If you try it, read the pricing carefully: Services commonly advertise weekly rates, whereas they actually bill on a monthly basis.Even given text-based therapy’s potential for some people, there are a few quirks of the platforms themselves that further make the format less than ideal. They match you with a therapist based on a survey, rather than allowing you to select your own. Even though you can switch therapists, it’s better to have a clear view of all your options before you pay for the service, especially because the choices can be quite limited (therapists can see patients only in states where they are licensed). Text-based startups frequently advertise their affordability, but their services are not necessarily a good deal. With text-based therapy, you might spend less money per month compared with the fees for seeing a therapist in person every week (at least if you’re paying out of pocket; these companies do not accept insurance). But considering the lack of evidence, the value of the therapy is unclear. Companies that offer text therapy typically run on a subscription model, bundling in an option for one or more video sessions per month, along with the ability to contact your therapist at any time. But those video sessions may be shorter than a traditional 45-minute (or so) session you’d find with in-person therapy or video-therapy platforms. Although one company, BetterHelp, technically offers unlimited video sessions for a $65-per-week fee, the limiting factor remains how often your therapist can meet with you, and when your schedules sync up. You’re assigned a therapist without any questions about what your schedule is like.
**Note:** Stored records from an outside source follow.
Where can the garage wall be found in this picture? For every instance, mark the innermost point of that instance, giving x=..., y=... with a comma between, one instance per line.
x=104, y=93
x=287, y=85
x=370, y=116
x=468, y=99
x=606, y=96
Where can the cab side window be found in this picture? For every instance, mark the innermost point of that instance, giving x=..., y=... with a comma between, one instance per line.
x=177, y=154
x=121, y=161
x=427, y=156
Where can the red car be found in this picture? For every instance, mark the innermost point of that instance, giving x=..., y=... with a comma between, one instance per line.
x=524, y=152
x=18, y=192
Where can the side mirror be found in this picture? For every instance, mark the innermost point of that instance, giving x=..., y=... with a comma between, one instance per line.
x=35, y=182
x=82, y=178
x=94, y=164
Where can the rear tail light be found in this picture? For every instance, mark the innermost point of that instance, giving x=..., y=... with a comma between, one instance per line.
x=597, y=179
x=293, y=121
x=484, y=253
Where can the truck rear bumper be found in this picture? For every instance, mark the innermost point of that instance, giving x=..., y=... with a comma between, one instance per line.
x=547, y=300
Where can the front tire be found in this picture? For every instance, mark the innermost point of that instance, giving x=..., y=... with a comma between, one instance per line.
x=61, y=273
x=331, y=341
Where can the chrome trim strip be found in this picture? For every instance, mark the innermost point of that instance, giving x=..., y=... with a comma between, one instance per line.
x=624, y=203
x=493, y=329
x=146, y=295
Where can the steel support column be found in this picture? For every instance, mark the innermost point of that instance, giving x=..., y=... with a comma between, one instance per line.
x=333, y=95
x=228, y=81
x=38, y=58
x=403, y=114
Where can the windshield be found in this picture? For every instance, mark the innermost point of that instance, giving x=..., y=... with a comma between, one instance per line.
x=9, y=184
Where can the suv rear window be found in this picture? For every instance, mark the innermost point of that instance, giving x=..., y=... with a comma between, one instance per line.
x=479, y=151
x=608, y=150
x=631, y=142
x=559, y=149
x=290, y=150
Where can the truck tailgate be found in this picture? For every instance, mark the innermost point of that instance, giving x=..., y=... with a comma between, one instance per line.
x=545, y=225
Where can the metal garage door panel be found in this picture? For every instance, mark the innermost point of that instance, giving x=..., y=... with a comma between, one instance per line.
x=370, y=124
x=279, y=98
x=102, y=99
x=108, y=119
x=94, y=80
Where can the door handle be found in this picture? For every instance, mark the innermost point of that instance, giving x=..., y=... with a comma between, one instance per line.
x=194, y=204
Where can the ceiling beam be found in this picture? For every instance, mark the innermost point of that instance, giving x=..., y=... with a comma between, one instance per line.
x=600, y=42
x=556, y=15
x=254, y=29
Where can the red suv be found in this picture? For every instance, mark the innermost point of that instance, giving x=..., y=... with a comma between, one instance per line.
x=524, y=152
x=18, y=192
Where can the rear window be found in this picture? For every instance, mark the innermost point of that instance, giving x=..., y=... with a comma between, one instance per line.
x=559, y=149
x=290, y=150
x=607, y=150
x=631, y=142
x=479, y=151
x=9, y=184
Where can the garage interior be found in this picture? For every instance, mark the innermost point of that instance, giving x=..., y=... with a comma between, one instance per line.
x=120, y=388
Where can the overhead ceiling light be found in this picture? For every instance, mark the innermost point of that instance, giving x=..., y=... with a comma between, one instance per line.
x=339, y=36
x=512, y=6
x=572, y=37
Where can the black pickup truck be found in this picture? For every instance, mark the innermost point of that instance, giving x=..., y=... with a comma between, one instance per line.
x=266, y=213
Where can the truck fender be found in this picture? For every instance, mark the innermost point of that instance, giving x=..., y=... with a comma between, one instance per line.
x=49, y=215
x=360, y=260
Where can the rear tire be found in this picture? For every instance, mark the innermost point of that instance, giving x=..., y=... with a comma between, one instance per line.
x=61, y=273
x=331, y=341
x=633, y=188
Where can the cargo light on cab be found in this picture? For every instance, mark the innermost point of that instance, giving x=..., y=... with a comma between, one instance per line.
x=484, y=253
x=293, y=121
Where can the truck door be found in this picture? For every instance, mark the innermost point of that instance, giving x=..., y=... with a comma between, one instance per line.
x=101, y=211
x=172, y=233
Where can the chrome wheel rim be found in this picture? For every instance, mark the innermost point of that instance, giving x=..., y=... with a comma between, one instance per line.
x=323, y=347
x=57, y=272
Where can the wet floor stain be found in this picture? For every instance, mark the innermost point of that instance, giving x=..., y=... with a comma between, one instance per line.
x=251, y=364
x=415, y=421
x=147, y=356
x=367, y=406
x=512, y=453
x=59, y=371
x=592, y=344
BetterHelp's Alon Matas noted that if availability didn’t work out, you could always switch; at best, this seems like a hassle. If you try it, read the pricing carefully: Services commonly advertise weekly rates, whereas they actually bill on a monthly basis. Call customer service or communicate with your therapist to know the number and length of video sessions you’ll be getting for your money. And watch out for the auto-renew feature. Ultimately, the main harm in trying text-based therapy is spending the time and money you could have instead applied toward in-person or online therapy—treatments backed by more robust research and experience.